>> I think that the ubuntu situation is orthogonal to the debian one.
>> Since ubuntu takes its packages from unstable, whether or not we
>> remove the package from stable is irrelevant.
>
> The bugs for the kismet package in Ubuntu are irrelevant IFF the package in
> Wheezy doesn't have these SIGSEGV bugs.  ;-)  [The package versions are
> essentially identical, and Ubuntu starts with the packages in Debian.]

I was referring to the status of being shipped/removed with the
current distributions.
Of course I expect the same segfaults in both of them.

>> Removing it from unstable is a different story.
>
> Concerning Unstable I'm only suggesting updating the version of Kismet, which
> is what you've already been working on.  ;-)  [Thanks for this, BTW.]

You're very welcome. I'm also doing a favour to me here :)

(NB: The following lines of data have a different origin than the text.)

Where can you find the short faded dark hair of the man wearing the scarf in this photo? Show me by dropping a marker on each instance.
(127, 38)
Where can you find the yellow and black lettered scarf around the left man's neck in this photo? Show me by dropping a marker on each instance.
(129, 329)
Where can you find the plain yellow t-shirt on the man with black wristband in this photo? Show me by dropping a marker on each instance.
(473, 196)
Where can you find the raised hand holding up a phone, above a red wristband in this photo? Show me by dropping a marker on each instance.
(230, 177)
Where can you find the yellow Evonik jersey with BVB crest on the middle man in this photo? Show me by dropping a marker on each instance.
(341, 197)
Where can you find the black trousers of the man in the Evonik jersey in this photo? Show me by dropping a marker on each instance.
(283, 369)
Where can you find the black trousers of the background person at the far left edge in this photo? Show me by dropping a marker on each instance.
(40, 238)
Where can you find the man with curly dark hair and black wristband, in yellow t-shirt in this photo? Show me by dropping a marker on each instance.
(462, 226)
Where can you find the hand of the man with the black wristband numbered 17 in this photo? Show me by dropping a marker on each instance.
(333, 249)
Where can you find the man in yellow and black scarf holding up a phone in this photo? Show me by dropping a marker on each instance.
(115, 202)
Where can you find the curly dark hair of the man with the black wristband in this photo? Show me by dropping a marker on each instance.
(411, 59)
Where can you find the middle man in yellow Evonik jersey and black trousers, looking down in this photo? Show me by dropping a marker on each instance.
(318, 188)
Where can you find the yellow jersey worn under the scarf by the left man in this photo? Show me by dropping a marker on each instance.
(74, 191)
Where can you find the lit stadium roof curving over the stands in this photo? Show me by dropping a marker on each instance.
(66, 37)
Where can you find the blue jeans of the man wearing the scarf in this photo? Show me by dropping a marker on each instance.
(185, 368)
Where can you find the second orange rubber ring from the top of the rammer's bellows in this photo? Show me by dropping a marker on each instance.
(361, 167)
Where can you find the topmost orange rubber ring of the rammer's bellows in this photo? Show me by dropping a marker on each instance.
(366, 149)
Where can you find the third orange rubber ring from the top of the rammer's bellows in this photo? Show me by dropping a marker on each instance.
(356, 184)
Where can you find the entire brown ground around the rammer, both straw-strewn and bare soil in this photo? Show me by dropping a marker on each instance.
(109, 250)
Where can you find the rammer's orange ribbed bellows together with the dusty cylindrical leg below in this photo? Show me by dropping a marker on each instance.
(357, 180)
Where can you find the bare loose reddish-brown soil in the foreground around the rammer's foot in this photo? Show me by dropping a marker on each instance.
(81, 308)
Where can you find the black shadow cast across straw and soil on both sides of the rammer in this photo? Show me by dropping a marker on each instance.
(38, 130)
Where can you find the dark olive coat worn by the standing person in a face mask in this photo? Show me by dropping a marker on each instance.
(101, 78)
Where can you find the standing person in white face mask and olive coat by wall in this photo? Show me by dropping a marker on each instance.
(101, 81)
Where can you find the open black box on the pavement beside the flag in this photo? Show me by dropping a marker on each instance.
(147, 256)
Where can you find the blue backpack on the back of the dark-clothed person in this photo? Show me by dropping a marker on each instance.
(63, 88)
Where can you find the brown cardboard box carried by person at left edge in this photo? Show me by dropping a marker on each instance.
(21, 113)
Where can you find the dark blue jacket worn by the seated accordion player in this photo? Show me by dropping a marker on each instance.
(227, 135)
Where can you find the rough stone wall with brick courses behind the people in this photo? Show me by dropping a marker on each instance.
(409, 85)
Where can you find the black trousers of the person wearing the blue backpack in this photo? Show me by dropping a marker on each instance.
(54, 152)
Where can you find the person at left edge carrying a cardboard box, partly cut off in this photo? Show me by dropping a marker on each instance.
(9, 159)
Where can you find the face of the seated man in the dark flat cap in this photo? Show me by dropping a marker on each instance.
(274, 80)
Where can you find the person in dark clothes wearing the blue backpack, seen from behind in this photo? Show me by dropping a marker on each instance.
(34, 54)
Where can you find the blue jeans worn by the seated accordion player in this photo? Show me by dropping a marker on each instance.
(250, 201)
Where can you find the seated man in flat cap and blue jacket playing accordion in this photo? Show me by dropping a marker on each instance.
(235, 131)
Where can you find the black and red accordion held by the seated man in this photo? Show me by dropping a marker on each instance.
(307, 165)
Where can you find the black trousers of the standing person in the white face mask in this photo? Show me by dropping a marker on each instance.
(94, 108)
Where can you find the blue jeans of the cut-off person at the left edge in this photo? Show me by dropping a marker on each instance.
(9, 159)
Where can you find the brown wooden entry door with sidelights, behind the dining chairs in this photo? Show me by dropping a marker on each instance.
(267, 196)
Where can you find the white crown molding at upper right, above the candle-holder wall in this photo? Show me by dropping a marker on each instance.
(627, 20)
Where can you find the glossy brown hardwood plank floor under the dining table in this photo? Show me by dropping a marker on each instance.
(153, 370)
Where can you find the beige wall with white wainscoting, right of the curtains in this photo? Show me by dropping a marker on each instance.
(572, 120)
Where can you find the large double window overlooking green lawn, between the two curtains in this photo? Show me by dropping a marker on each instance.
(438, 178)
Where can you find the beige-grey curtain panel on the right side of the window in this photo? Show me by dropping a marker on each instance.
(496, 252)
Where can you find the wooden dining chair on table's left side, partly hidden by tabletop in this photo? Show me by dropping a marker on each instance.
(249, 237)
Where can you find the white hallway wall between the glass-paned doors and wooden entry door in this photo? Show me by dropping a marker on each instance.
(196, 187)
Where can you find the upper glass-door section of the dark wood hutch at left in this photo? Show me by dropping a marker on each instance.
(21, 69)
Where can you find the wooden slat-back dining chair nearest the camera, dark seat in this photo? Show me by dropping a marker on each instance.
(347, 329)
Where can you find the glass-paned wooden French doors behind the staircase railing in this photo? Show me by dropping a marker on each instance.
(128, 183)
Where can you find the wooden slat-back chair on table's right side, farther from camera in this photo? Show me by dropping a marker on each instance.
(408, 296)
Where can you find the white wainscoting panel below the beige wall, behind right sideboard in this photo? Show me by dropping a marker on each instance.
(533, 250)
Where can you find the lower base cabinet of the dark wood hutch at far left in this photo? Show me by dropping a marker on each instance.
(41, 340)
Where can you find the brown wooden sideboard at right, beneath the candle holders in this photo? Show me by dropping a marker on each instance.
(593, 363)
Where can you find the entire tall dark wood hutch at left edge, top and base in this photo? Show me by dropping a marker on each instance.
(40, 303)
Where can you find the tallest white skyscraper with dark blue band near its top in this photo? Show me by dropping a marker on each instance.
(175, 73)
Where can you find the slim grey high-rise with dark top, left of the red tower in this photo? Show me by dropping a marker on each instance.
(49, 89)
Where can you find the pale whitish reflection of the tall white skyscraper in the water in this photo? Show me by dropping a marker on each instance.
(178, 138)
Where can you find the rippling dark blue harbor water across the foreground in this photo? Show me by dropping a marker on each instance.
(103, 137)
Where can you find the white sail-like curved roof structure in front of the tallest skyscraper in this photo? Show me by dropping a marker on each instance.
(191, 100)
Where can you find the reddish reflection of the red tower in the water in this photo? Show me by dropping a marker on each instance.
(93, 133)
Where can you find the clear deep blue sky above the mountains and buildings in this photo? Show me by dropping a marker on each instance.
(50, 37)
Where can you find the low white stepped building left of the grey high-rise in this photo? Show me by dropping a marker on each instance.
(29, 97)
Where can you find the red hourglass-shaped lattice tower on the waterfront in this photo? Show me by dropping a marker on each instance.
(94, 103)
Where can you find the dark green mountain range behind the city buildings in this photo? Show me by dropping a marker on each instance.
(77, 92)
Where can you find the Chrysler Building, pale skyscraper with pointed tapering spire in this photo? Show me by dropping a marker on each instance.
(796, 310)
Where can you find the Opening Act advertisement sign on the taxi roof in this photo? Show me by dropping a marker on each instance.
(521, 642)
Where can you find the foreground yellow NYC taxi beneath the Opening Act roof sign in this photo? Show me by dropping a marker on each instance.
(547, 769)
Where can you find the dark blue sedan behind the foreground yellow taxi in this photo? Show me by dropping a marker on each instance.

>> Branches can be even two directories in my disk :)
>
> Well... /usually/ the versions of a package in Unstable, Testing, and Stable
> are all slightly different.  snapshot.debian.org keeps a copy of all of these
> versions, so you effectively "automatically" get these "branches" in a way.
> For instance for kismet:
>
>    http://snapshot.debian.org/package/kismet/

That's something I didn't know, thanks!

> Popcon shows 1472 installs of the current package, and 4 kismet installs of a
> newer version that is "not in sid" (I'm one of the latter).
>
>> Is there any way to get statistics for
>> usage (popcon) depending on the release?
>
> Sort of -- this deliniation is not reported on popcon.debian.org, but I
> believe these are statistics that do exist within Debian internally.  This
> recently came up in tech-ctte bug #688772:
>
>    https://lists.debian.org/debian-ctte/2012/09/msg00077.html
>    https://lists.debian.org/debian-ctte/2012/09/msg00090.html

OK, it's not that important. I was just curious to know how many
people are actually using the old version.

>> Would a response like "please use the recent version in testing " be
>> acceptable?
>
> IMHO, no.  To install the package in Testing on a Stable box requires
> switching Debian trees temporarily and usually ends up requiring upgrading
> other packages due to version dependencies, and thus results in the box being
> in a "mixed tree" state; then the admin switches trees back to Stable, whereby
> the box doesn't get security updates for the packages that came from Testing.
> [I occasionally do this, and so far I've gotten away with it, but it wouldn't
> be something I'd advise someone else to do.]
>
> A better plan for this, IMHO, would be to use backports.debian.org for having
> an upgraded package for Stable available, which could thus stick with the
> packages in Stable as much as possible, and thus continue to get security
> updates.

Sure, backport is fine. Or provide they can always take the source
from testing and build it themselves.
I usually do this in Ubuntu: I have the deb-src of the next release in
order to package the backports I need myself.